Patent documents that refer to species often refer to lots of species. Species will often be model organisms, or pests or disease vectors that are widely distributed. In some cases species will not be recorded in The Bahamas and the country will be mentioned for other reasons. We do our best to narrow down the data by providing filters for common model organisms and species that are recorded with occurrence records in the Global Biodiversity Information Facility (GBIF)
Taxonomic names and common names are not harmonized yet, so Lemon shark and Negaprion brevirostris appear separately in the results.

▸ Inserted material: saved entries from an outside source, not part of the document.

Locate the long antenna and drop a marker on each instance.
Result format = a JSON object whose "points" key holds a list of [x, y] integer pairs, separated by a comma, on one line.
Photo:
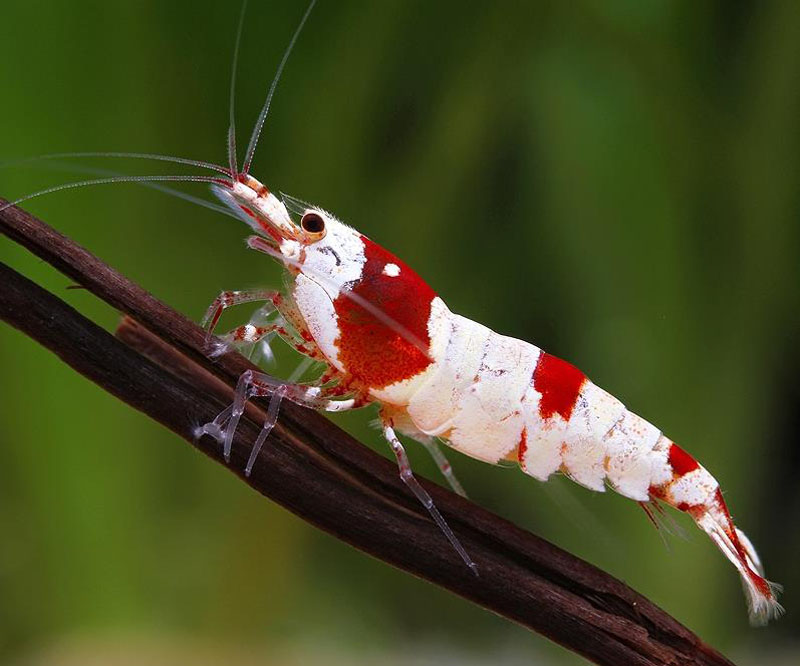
{"points": [[139, 156], [232, 159], [118, 179], [251, 148]]}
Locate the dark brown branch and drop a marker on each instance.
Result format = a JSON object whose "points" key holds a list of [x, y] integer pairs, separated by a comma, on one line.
{"points": [[324, 476]]}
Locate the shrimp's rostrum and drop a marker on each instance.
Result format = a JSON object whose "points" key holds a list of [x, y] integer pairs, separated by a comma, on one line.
{"points": [[388, 338]]}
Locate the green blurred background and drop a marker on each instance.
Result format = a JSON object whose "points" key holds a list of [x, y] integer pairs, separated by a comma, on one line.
{"points": [[613, 180]]}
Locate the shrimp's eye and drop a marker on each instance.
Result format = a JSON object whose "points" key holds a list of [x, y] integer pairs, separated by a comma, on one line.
{"points": [[312, 223]]}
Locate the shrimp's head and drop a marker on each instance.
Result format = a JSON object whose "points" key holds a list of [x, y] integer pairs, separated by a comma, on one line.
{"points": [[319, 246]]}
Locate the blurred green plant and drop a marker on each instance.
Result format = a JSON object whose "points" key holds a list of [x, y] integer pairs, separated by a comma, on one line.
{"points": [[613, 181]]}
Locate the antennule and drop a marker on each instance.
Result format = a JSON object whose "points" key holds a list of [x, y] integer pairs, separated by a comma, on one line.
{"points": [[251, 147]]}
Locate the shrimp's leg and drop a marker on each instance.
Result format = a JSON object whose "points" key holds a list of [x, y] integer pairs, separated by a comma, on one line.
{"points": [[252, 384], [228, 299], [422, 495], [443, 464]]}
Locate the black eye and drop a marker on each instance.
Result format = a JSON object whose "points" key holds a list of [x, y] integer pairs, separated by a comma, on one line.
{"points": [[312, 223]]}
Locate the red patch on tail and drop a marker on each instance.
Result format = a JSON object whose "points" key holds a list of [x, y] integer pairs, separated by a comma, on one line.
{"points": [[680, 461], [560, 385]]}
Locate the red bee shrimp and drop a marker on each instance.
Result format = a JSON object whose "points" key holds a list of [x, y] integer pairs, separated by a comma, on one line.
{"points": [[386, 338]]}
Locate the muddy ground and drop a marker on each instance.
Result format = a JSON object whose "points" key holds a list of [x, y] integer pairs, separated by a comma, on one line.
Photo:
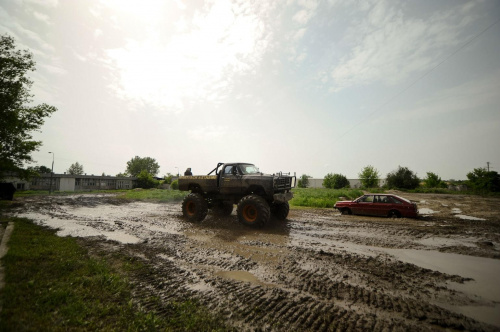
{"points": [[318, 270]]}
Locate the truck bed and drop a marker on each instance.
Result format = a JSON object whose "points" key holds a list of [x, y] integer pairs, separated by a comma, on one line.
{"points": [[207, 182]]}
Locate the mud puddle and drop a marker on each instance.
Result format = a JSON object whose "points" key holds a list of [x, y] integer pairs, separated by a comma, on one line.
{"points": [[316, 271]]}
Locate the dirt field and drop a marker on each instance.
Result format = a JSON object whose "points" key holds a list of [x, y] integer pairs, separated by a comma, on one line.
{"points": [[316, 271]]}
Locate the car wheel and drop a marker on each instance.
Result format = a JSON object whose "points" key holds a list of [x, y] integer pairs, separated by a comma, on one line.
{"points": [[394, 214], [280, 210], [345, 211], [194, 207], [253, 211]]}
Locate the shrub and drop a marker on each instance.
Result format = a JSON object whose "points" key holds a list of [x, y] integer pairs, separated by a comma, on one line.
{"points": [[402, 178], [369, 177], [303, 181], [484, 181], [335, 181], [434, 181], [146, 181]]}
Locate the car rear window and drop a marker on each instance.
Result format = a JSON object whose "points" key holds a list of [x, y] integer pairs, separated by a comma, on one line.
{"points": [[394, 200]]}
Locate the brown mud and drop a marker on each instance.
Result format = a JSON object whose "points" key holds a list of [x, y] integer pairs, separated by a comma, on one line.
{"points": [[317, 271]]}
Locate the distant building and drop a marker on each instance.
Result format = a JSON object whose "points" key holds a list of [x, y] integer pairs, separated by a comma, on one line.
{"points": [[69, 182]]}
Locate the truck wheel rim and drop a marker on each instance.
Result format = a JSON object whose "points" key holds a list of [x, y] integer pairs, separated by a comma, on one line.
{"points": [[250, 213], [191, 208]]}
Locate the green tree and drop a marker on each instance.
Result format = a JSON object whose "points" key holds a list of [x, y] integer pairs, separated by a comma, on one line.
{"points": [[434, 181], [145, 180], [137, 164], [303, 181], [484, 181], [369, 177], [402, 178], [18, 117], [75, 169], [335, 181], [167, 179]]}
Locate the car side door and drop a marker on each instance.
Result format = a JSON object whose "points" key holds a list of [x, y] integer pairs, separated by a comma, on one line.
{"points": [[230, 180], [381, 205], [363, 205]]}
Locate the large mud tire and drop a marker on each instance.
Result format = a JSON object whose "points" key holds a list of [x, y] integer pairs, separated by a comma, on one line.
{"points": [[194, 207], [253, 211], [223, 209], [280, 210]]}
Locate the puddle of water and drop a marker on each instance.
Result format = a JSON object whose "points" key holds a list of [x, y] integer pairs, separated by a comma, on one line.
{"points": [[446, 242], [484, 271], [242, 276], [461, 216], [329, 245], [426, 211], [110, 221]]}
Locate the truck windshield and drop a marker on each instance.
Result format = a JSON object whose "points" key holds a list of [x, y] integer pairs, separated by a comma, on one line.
{"points": [[249, 169]]}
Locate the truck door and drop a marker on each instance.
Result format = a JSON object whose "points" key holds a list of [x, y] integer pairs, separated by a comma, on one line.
{"points": [[230, 180]]}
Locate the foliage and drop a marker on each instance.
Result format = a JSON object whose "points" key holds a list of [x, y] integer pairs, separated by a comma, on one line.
{"points": [[481, 180], [145, 180], [303, 181], [137, 164], [53, 284], [322, 197], [369, 177], [335, 181], [402, 178], [18, 118], [167, 179], [75, 169], [434, 181]]}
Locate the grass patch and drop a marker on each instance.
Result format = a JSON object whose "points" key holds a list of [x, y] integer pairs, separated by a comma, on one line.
{"points": [[322, 197], [52, 284]]}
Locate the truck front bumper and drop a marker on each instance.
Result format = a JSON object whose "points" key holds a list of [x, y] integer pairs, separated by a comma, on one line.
{"points": [[283, 198]]}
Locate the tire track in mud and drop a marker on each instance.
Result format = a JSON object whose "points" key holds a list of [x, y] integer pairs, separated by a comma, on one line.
{"points": [[304, 300], [299, 283]]}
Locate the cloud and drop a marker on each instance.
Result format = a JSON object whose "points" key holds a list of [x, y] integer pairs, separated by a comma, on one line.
{"points": [[42, 17], [472, 95], [208, 133], [220, 42], [306, 12], [43, 3], [388, 46]]}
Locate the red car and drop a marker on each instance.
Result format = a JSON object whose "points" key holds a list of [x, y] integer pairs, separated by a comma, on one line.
{"points": [[379, 205]]}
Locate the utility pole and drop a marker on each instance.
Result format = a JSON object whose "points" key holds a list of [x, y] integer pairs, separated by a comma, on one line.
{"points": [[52, 172]]}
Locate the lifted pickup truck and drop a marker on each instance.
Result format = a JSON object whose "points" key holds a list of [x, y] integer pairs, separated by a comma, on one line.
{"points": [[257, 195]]}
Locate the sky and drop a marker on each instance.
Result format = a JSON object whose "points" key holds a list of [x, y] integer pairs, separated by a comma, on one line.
{"points": [[304, 86]]}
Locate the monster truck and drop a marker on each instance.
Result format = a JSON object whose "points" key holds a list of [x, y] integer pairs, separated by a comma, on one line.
{"points": [[257, 195]]}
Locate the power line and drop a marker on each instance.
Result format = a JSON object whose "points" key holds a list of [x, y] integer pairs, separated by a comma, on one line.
{"points": [[378, 109]]}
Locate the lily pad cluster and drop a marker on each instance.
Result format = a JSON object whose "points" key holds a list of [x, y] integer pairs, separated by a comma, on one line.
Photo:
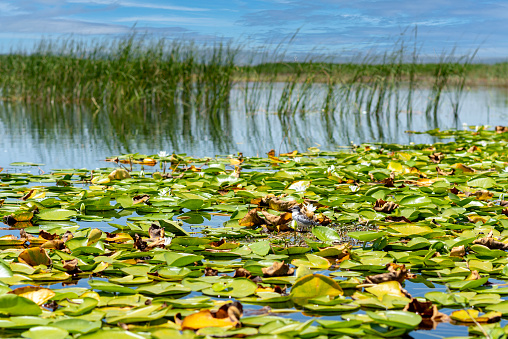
{"points": [[207, 248]]}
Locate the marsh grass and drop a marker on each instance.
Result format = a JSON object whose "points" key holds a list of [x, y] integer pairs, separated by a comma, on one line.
{"points": [[145, 74]]}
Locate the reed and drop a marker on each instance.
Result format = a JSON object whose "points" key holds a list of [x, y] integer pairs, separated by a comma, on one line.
{"points": [[149, 74]]}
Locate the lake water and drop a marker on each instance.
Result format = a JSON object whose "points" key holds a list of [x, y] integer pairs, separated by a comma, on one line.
{"points": [[67, 136], [75, 137]]}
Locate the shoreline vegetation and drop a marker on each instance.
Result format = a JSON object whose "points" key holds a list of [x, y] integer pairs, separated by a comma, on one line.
{"points": [[148, 73]]}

Author, Inventor, Affiliation and Applicant names are not yet fully harmonised (although patent applicant names have been partly cleaned). This means that the name of an author may appear in more than one place with slight variations. Be aware that for common person names such as John Smith distinct persons may be lumped together (and are called lumps) for that reason. These issues will be addressed in future releases.
Schema
The scientific literature and patent datasets are split into a set of tables. Tables can be joined using the lens_id field. Typically you will want inner joins or left joins. In Tableau the tables are left_joined on the lens id with the following schema. Core is the core dataset. The same approach is taken with the patent data.
What are the update plans?
- We intend to move to periodically refresh the data. However, it is unclear that it is possible to automate the update to the Tableau dashboards and we may look at other approaches.
How do I contribute?
If you have suggestions or think that something is missing or wrong please raise an issue on the GitHub repository.